A difference of 2.3 eV separates two energy levels in an atom. What is the frequency of radiation emitted when the atom make a transition from the upper level to the lower level?

To find the frequency of radiation emitted during a transition between two energy levels in an atom, we can use the relationship between energy and frequency, which is derived from Planck's equation. This relationship is expressed as:

Understanding the Relationship

The equation we need is:

E = h * f

Where:

• E is the energy difference between the two levels (in joules).
• h is Planck's constant, approximately 6.626 x 10^-34 J·s.
• f is the frequency of the emitted radiation (in hertz).

Converting Energy Units

In your case, the energy difference is given as 2.3 eV. To use this in our equation, we need to convert electronvolts to joules.
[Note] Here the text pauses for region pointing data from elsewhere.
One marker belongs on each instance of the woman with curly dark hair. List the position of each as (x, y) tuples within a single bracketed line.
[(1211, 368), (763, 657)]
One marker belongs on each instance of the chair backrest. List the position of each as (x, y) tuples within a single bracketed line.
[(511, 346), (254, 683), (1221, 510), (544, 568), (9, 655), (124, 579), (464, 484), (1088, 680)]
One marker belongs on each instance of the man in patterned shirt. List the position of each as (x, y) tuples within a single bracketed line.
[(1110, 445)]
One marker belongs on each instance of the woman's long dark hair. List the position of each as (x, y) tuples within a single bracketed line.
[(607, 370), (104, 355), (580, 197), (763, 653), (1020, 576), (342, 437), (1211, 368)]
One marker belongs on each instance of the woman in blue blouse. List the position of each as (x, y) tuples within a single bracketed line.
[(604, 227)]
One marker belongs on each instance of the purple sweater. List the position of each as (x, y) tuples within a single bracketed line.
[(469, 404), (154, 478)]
The conversion factor is:

1 eV = 1.602 x 10^-19 J

So, to convert 2.3 eV to joules:

E = 2.3 eV * 1.602 x 10^-19 J/eV = 3.6886 x 10^-19 J

Calculating Frequency

Now that we have the energy in joules, we can rearrange the equation to solve for frequency:

f = E / h

Substituting the values we have:

f = (3.6886 x 10^-19 J) / (6.626 x 10^-34 J·s)

Calculating this gives:

f ≈ 5.56 x 10^14 Hz

Final Thoughts

The frequency of the radiation emitted when the atom transitions from the upper energy level to the lower one is approximately 5.56 x 10^14 Hz. This frequency falls within the visible light spectrum, specifically in the range of blue to violet light, which is fascinating as it connects atomic transitions to observable phenomena in our everyday world.